You guys could do an entire article just on the awesomeness that is FORScan.
On my base model Escape Hybrid, I was able to enable Lane Centering which is usually reserved for the top trim. I was also able to enable traffic sign recognition, which is typically only available in Europe. And all of that was without adding any hardware.
I just love the way people have immediately dived into this thing and started to hack and modify it. I’m very likely getting a Maverick as my next car, and seeing a robust community spring up around it so quickly is just one more reason to buy one. The lack of cruise control is really the only significant reason not to get the base trim, so it’s great to see that people have already figured out how to rectify that.
I’m really hoping the base ’23 model comes with cruise control and steelies because that’s the combo I really want. I was thinking of getting the XLT and trading the wheels for steelies if that doesn’t come to pass.
Immediately added proper front flasher bulbs and enabled sport and eco modes.
Going to play around some more. Likely won’t tune it until the warranty is up.
I can relate to that. I had to do something similar to my Z4. I just bought the cruise control stalk, plugged it in, cut a hole in the plastic casing around it and voila. I was lucky enough to have a model built before 10/2004 so there was no wire cutting involved.
I have a feeling the Maverick is going to be plagued with reliability issues in down the road in a couple years time- due to its cheapiness.
Just because it doesn’t cost $60k doesn’t mean it’s “cheap”. It has the guts of the Escape which has been reliable thus far
Great info. I would love to buy a XL Maverick if one was available. It’s funny that my wife almost insists I buy one. I’m the more practical one, but she laments the sale of my Tundra. Great truck but took up the entire garage when we moved.
What I really want is a truck + a shit box to drive around. But the price of those are nutso….
Great article! I am always happy to see people beat the automakers at their own game!
My son’s Kia didn’t come with cruise, but I was able to just change out the switches and steering wheel wiring harness (plug and play).

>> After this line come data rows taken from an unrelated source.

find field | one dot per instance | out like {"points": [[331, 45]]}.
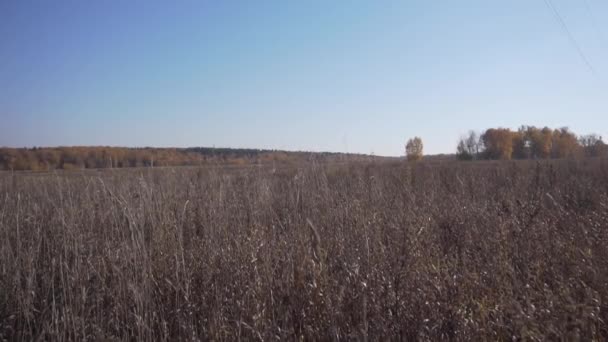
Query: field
{"points": [[424, 251]]}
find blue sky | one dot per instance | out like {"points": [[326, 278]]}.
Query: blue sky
{"points": [[351, 76]]}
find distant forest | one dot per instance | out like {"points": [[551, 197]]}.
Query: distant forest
{"points": [[69, 158], [530, 142]]}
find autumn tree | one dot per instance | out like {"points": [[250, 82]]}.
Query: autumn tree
{"points": [[593, 145], [469, 147], [564, 144], [498, 143], [413, 149]]}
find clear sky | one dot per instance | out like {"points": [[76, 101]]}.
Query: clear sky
{"points": [[352, 76]]}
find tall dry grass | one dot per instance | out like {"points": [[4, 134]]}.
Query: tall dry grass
{"points": [[484, 251]]}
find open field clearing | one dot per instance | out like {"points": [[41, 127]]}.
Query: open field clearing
{"points": [[427, 251]]}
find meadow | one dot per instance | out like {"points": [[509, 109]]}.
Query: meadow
{"points": [[315, 251]]}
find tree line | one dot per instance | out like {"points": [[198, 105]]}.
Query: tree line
{"points": [[98, 157], [529, 142]]}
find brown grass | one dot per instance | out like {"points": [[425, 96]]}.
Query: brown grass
{"points": [[482, 251]]}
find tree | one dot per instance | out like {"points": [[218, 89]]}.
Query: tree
{"points": [[498, 143], [469, 147], [593, 145], [564, 144], [413, 149]]}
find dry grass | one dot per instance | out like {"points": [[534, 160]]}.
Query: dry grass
{"points": [[483, 251]]}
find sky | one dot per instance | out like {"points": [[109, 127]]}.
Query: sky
{"points": [[344, 76]]}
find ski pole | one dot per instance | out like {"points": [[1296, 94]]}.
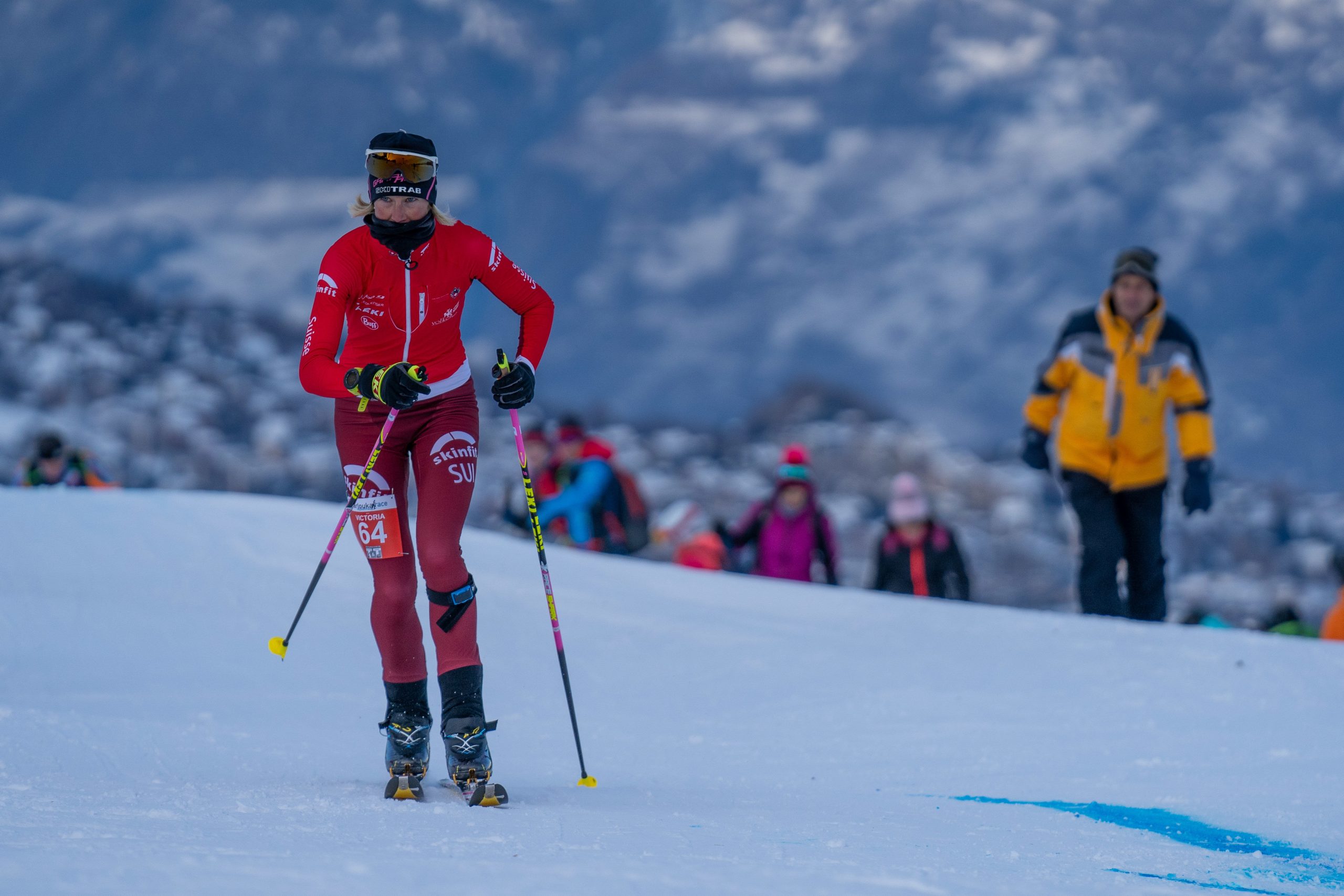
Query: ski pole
{"points": [[586, 779], [280, 645]]}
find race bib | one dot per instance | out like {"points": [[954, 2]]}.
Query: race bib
{"points": [[378, 525]]}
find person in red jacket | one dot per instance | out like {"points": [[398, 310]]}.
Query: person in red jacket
{"points": [[397, 285]]}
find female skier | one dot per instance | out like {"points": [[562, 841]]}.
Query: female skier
{"points": [[397, 285]]}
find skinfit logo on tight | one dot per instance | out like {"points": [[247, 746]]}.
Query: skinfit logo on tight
{"points": [[457, 449]]}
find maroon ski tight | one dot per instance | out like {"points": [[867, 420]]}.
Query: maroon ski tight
{"points": [[437, 438]]}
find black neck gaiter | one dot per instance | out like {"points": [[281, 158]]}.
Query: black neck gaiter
{"points": [[402, 237]]}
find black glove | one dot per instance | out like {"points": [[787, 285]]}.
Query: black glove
{"points": [[1034, 453], [515, 388], [397, 386], [1198, 493]]}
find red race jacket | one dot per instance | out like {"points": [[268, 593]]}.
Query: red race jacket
{"points": [[397, 312]]}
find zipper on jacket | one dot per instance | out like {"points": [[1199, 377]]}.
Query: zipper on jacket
{"points": [[406, 352]]}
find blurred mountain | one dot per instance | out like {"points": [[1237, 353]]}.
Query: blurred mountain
{"points": [[202, 395], [726, 198]]}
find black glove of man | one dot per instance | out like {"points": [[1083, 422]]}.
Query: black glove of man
{"points": [[1198, 493], [397, 386], [1034, 453], [515, 388]]}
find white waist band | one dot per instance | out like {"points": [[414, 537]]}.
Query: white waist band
{"points": [[460, 376]]}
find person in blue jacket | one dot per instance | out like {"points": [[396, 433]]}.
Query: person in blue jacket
{"points": [[589, 498]]}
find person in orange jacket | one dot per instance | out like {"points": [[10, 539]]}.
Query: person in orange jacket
{"points": [[1332, 629], [1109, 381]]}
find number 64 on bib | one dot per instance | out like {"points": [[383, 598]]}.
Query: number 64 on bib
{"points": [[378, 525]]}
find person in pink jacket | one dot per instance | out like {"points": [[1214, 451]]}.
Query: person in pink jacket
{"points": [[791, 534]]}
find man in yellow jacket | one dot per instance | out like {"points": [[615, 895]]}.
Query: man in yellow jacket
{"points": [[1113, 373]]}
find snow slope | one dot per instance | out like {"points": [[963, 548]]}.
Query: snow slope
{"points": [[749, 736]]}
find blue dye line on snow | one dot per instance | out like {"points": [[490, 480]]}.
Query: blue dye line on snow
{"points": [[1211, 884], [1308, 867], [1183, 829]]}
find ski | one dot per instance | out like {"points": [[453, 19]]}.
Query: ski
{"points": [[405, 787], [475, 794]]}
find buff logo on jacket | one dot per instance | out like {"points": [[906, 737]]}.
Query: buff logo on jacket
{"points": [[1110, 385], [392, 308]]}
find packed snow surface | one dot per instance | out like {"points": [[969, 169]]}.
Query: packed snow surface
{"points": [[749, 736]]}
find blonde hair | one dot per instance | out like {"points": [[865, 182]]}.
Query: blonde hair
{"points": [[362, 207]]}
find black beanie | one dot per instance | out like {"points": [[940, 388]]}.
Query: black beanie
{"points": [[402, 141], [1136, 261]]}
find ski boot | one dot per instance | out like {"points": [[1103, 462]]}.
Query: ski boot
{"points": [[469, 761], [464, 731], [406, 727], [468, 753]]}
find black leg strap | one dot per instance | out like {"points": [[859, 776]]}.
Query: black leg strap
{"points": [[455, 601]]}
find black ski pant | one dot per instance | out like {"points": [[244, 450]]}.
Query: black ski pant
{"points": [[1120, 525]]}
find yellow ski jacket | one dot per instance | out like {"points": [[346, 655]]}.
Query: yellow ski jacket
{"points": [[1110, 385]]}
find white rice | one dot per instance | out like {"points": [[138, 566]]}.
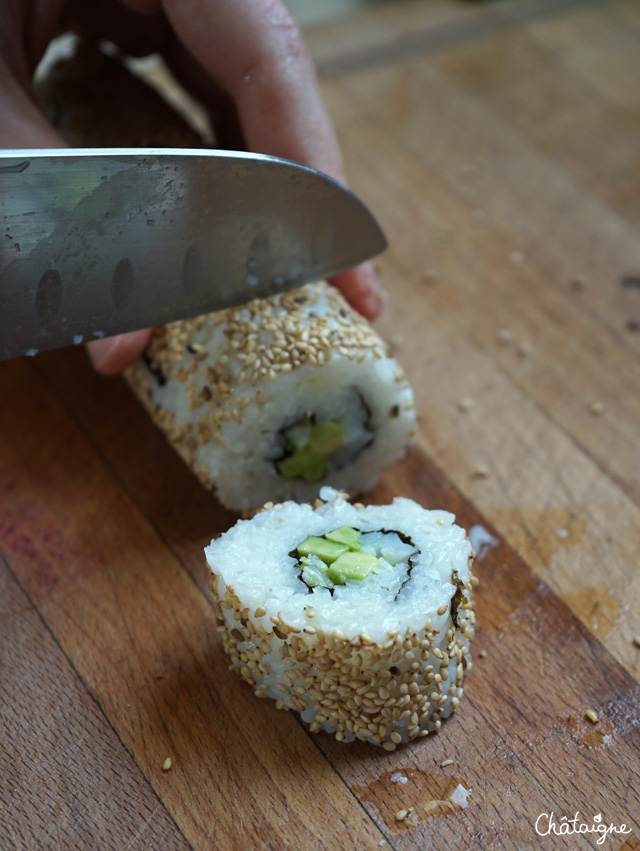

My daughter’s Cruze is not as easy. Besides having to buy an entire steering wheel… you also have to get it programmed (if it can even be done). Does anyone know of a similar forum for GM?
edit: both of the cars replaced cars I bought them that were totaled and had cruise control. Since their step-dad had the insurance on the cars, he got to help them pick out the new car… thus no cruise control.
IIRC, adding cruise control to a Cruze requires a dealer flash through the BCM and IPC. GM keeps a pretty tight grip on their software. As long as the car’s out of warranty, any good dealer service department should be able to enable cruise control.
TIL Cruze Control is not as existent as one might expect.
First…. this would void warranties, wouldn’t it?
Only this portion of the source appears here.